Immigration reform is a very big issue in America at the moment. Laura Ingraham said so this very morning on her popular talk radio show “Bludgeon the Bleeding Heart Liberals.”

A caller from Georgia to Ingraham’s show said the immigration problem is causing her to have irregular menstrual periods. Another caller said the influx of brown men and women across the border is responsible for his genital herpes.

It seems that 80 percent of the country is sitting around each day consumed in thoughts of how bad the illegal immigration situation truly is.

Jean Smaltzer, a woman on the street in Anywhere, U.S.A., said the one byproduct of the illegal immigration is that tacos are now the cheapest food in the nation. The glut is causing Taco Bell to give away their tacos. A Taco Bell spokesman said the company plans to concentrate on selling coffee from mall kiosks.

Your tax dollars at work

Somewhat of an answer came which was in response to a question I posed to the Texas Department of Public Safety. The online query concerned my friend having to show his Social Security card before his license could be renewed.
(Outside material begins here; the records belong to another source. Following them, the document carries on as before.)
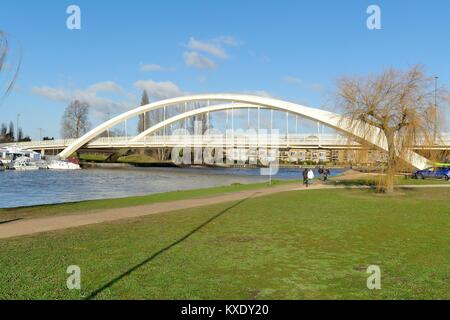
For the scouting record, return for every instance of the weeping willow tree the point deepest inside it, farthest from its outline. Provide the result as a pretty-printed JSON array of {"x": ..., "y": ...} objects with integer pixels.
[
  {"x": 9, "y": 66},
  {"x": 397, "y": 109}
]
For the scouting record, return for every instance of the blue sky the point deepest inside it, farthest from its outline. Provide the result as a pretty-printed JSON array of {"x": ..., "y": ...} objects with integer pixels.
[{"x": 294, "y": 50}]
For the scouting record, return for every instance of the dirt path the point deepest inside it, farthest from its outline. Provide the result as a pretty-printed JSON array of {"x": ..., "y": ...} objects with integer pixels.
[{"x": 38, "y": 225}]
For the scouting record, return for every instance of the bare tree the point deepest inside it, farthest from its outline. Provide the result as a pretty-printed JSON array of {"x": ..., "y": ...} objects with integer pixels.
[
  {"x": 144, "y": 119},
  {"x": 75, "y": 121},
  {"x": 401, "y": 104},
  {"x": 9, "y": 69}
]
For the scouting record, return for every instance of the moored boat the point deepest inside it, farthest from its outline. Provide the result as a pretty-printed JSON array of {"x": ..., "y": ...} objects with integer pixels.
[{"x": 62, "y": 165}]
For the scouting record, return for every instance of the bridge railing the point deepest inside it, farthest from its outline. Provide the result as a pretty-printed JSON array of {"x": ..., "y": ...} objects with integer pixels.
[{"x": 236, "y": 139}]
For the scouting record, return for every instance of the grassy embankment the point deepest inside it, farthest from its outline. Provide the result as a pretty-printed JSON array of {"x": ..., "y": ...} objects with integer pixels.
[
  {"x": 91, "y": 205},
  {"x": 293, "y": 245}
]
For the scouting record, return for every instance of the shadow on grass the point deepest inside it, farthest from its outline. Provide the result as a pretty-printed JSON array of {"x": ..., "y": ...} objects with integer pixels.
[
  {"x": 155, "y": 255},
  {"x": 12, "y": 220}
]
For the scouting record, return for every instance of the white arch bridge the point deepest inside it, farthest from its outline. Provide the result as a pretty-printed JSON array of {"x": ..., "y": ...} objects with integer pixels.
[{"x": 220, "y": 102}]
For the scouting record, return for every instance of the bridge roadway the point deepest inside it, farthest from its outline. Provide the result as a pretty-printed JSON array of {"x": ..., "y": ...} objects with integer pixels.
[{"x": 325, "y": 141}]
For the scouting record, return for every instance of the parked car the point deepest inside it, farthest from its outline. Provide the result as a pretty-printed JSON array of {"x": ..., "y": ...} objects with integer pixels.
[{"x": 433, "y": 172}]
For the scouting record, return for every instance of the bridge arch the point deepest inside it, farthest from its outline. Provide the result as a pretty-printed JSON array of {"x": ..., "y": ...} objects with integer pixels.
[{"x": 327, "y": 118}]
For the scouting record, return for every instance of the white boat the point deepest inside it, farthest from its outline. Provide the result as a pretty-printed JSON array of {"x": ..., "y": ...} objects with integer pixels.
[
  {"x": 63, "y": 165},
  {"x": 24, "y": 164},
  {"x": 11, "y": 153}
]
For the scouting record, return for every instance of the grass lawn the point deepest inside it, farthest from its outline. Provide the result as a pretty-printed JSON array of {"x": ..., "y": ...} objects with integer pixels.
[
  {"x": 88, "y": 206},
  {"x": 294, "y": 245}
]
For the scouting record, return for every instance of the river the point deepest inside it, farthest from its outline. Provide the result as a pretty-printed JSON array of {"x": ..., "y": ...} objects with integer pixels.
[{"x": 19, "y": 188}]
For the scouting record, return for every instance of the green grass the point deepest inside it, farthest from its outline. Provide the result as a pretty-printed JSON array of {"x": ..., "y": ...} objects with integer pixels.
[
  {"x": 91, "y": 205},
  {"x": 294, "y": 245}
]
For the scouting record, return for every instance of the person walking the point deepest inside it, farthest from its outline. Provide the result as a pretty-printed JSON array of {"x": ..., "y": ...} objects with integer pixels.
[
  {"x": 310, "y": 176},
  {"x": 326, "y": 173},
  {"x": 305, "y": 177}
]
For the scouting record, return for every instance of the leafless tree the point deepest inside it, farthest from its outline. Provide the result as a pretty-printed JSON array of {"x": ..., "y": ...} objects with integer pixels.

The kicker was that he was renewing his DL online. Thus a trip to the long lines of the DPS Driver License office in this case rather negates the convenience of renewing online. I had mentioned in my online query to DPS that last year when I renewed my DL online I was not required to show my Social Security.

Here was the reply from Tela Mange, the chief spokeswoman for the DPS:

“Over the past several years, we have been asking folks who are renewing to show their Social Security card if we did not have a record of the number (this is something required by federal law). It’s probable that we didn’t ask for yours last year because we already had it.”

I can’t ever remember being asked for my Social Security card to renew or to make a change of address on my driver license. That is with a driving history of 36 years.

It isn’t that I have a problem with showing the DPS my Social Security card even though that number has been used in records ranging from tax returns and college to it being my “serial” or service number in the military. And it would seem the DPS would be privy to some of these records. The SSN leaves quite a long trail.

Also, it is by no means surprising that such a requirement is a federally-mandated one. “We need to see your papers comrade!”

There's always a catch

Of course, Catch 22!

Yossarian: Ok, let me see if I’ve got this straight. In order to be grounded, I’ve got to be crazy. And I must be crazy to keep flying. But if I ask to be grounded, that means I’m not crazy anymore, and I have to keep flying.

This brings to mind my friend Ross’ recent encounter with the Texas Department of Public Safety driver license office in the Dallas area. Ross, who recently turned 44, applied online to have his license renewed by mail, having no tickets or anything else that would otherwise disqualify him.

But here’s the catch: He was told that he would have to bring in his Social Security Card for verification in order for his license to be renewed. Of course, he asked the very logical question: “Doesn’t that defeat the purpose of online registration?”

I wrote to the DPS Public Information Office today to ask that very same thing. Don’t worry Ross, I didn’t use your name. I know that last fall when I renewed my license in the very same county the DPS just sent me my license and it showed up in the mail within a remarkable week’s time.

If I receive a reply to my question from the DPS I will share it here in this space. It sounds to me as if such a proviso is required for a license renewal then it might be in knee-jerk reaction to the big immigration hoo-hah. We shall see hah!